INDIAN DENTIST'S DEATH DRIVES IRISH REVOLUTION

Wednesday 30th May 2018 18:56 EDT
 
 

Last weekend changed the history of Ireland and gifted its women what they deserved years ago. The key to the revolution was an Indian dentist who died after being denied a termination of pregnancy in 2012. The country's campaign for abortion reform started after 31-year-old Savita Halappanavar's death and it became a catalyst to overturn Ireland’s ban on abortion in all but the strictest circumstances.

The whole country remembered her, as the Aches mural, beside Bernard Shaw pub in Portobello, became a focal point of homage to Halappanavar. People gathered, laid flowers and left hundreds of messages, of both sorrow and gratitude. A framed portrait of Halappanavar was held amid the cheers and tears of celebration as results were announced at Dublin Castle on Saturday. Lay around many messages, attached some were to a mural of Savita Halappanavar. Some said: “Sorry we were too late. But we are here now. We didn’t forget you.” Another said: “I’m so deeply sorry you had to suffer. You have changed our history and our destiny.” As the result was announced, some people stood in reflection, some hugged each other in joy, some sobbed, while some jumped out of their cars to drop off flowers.

Halappanavar's death

In 2012, Savita Halappanavar was admitted to University Hospital Galway on 21 October, when she was 17 weeks pregnant with her first child.
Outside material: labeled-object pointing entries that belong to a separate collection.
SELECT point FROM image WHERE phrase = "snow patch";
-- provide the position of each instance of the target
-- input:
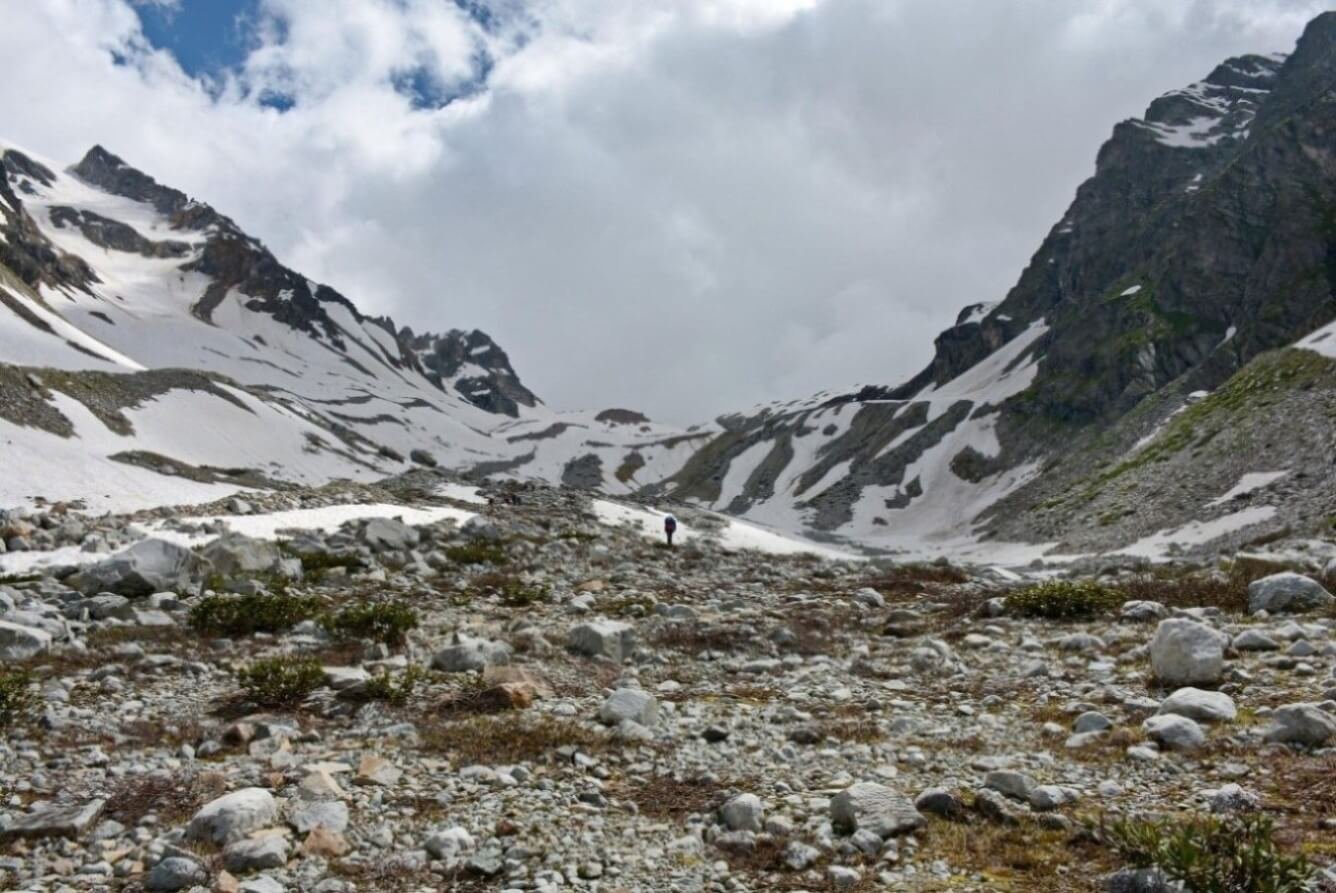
(1321, 341)
(1247, 484)
(1157, 546)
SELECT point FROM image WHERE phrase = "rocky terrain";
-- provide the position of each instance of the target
(521, 697)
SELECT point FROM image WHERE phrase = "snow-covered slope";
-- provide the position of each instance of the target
(110, 284)
(1118, 397)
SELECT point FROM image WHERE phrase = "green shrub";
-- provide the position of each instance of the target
(239, 615)
(476, 554)
(519, 594)
(16, 699)
(385, 622)
(1064, 600)
(390, 689)
(281, 682)
(1211, 854)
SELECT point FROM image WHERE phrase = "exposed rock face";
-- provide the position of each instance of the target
(473, 365)
(146, 567)
(1162, 278)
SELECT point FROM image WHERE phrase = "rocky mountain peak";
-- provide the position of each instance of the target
(111, 174)
(470, 364)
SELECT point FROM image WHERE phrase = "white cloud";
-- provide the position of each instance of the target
(683, 207)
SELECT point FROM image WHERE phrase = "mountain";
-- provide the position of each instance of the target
(1200, 249)
(152, 352)
(1162, 373)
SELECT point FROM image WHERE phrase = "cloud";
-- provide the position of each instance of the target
(680, 207)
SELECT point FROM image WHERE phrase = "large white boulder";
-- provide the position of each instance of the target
(611, 639)
(146, 567)
(874, 808)
(20, 642)
(1287, 592)
(1203, 706)
(233, 817)
(1305, 725)
(1185, 653)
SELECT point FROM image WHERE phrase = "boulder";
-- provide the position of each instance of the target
(1203, 706)
(70, 821)
(743, 813)
(146, 567)
(255, 853)
(234, 816)
(1140, 611)
(466, 654)
(388, 535)
(1187, 653)
(1175, 733)
(609, 639)
(20, 642)
(874, 808)
(237, 555)
(108, 604)
(449, 844)
(1014, 785)
(629, 703)
(1287, 592)
(1307, 725)
(939, 801)
(175, 873)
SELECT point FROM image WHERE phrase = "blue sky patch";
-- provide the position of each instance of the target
(206, 36)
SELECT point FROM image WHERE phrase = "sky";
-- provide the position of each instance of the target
(678, 206)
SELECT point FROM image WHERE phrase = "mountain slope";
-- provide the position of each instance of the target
(155, 352)
(1204, 238)
(1125, 389)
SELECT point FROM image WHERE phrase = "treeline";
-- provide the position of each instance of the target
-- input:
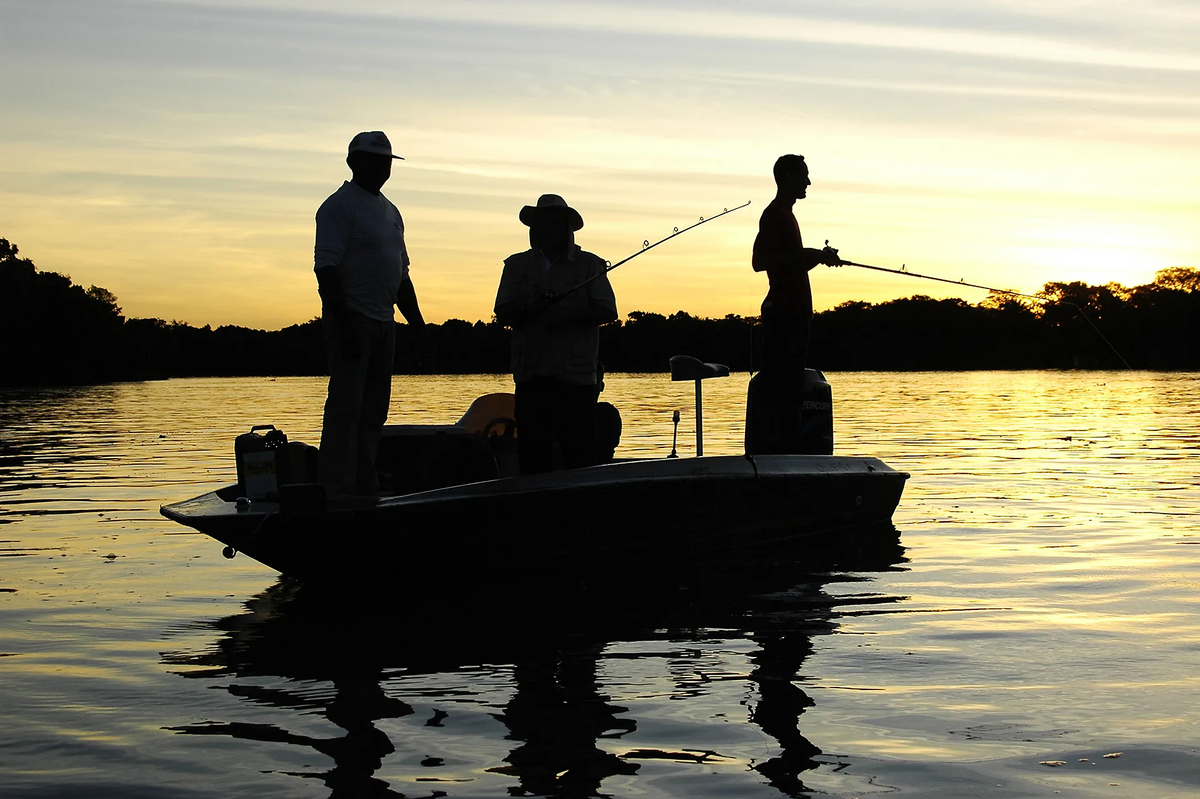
(53, 331)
Medical staff concluded that a miscarriage was inevitable but did not intervene, as a foetal heartbeat could be detected, though Halappanavar and her husband requested repeatedly for an abortion. A few days later, medics diagnosed infection as a result of ruptured membranes and later led to a septic shock. Halappanavar died on 28 October with multi-organ failure.

Halappanavar’s father has called for the legislation that will follow this historic referendum result to be referred to as 'Savita’s law'. Speaking on the phone from Karnataka, India, Andanappa Yalagi told the Irish Times, “We have one last request, that the new law, that it is called ‘Savita’s law’. It should be named for her.

“We’ve got justice for Savita and what happened to her will not happen to any other family now. I have no words to express my gratitude to the people of Ireland at this historic moment.”

At a press conference in Dublin on Sunday, Together for Yes, an umbrella group representing pro-repeal organisations, said it would support such a move. It also called on the government to start immediate work on legislation. “The people have spoken,” said its co-chair Orla O’Connor.

Reaction of citizens

The Guardian wrote stories about people who paid respect to Halappanavar and her sacrifices and one such example was that of Sean Drugan and his six-year-old son who reportedly taped a note to the wall that read: “Today your pain, your death has brought this country together, together for yes, together for looking after each other, our own, our others.”

Asked what had led to his gesture, he said: “Sometimes it takes someone from a different culture to change their adoptive country. Your memory will not be forgotten.”

Niamh Ní Chonchubhair reportedly said: “Savita was the moment where we all woke up to the urgency of this … Savita’s passing was unnecessary but people were OK with it and that was what started this. I hope six years on it means something.”

Thousands of people took the streets in candlelit vigils and protests across Ireland, calling for changes to allow women to have access to legal abortions. An inquest jury had also returned a unanimous verdict of medical misadventure.

Yalagi said the family was “really, really happy” with the result.

Savita’s husband, Praveen, has now remarried and loves in the US.

India connection

Taoiseach Leo Varadkar, who is of Indian-origin, said on Saturday that a “quiet revolution” had taken place. It is also believed that Salman Khurshid, the then external affairs minister, had called back the Indian ambassador Debashish Chakravarti to Delhi and believed to have 'strictly instructed' him to pursue the matter with the Irish government. It is also reported that official inquiry into Halappanavar's death, recommending the abortion law reform, was led by a renowned UK physician of Srilankan Tamil origin, Sir Sabaratnam Arulkumaran, who was the former President of the Royal College of Obstetricians and Gynaecologists and the International Federation of Gynaecology and Obstetrics, and elected President of the British Medical Association (BMA).

Northern Ireland demands to liberalise laws

British Prime Minister Theresa Mayfaces demands from the ministers and lawmakers in her Conservative party to reform Northern Ireland's highly restrictive abortion rules after neighbouring Ireland's landslide vote liberalises it.

Penny Mordaunt, Britain's women and equalities minister, said that the victory to legalise abortion should now bring change north of the Irish border.
Northern Ireland has some of the most restrictive abortion laws in Europe with even rape and fatal foetal abnormality not considered legal grounds for a termination. And unlike other parts of the United Kingdom, abortions are banned apart from when the life or mental health of the mother is in danger.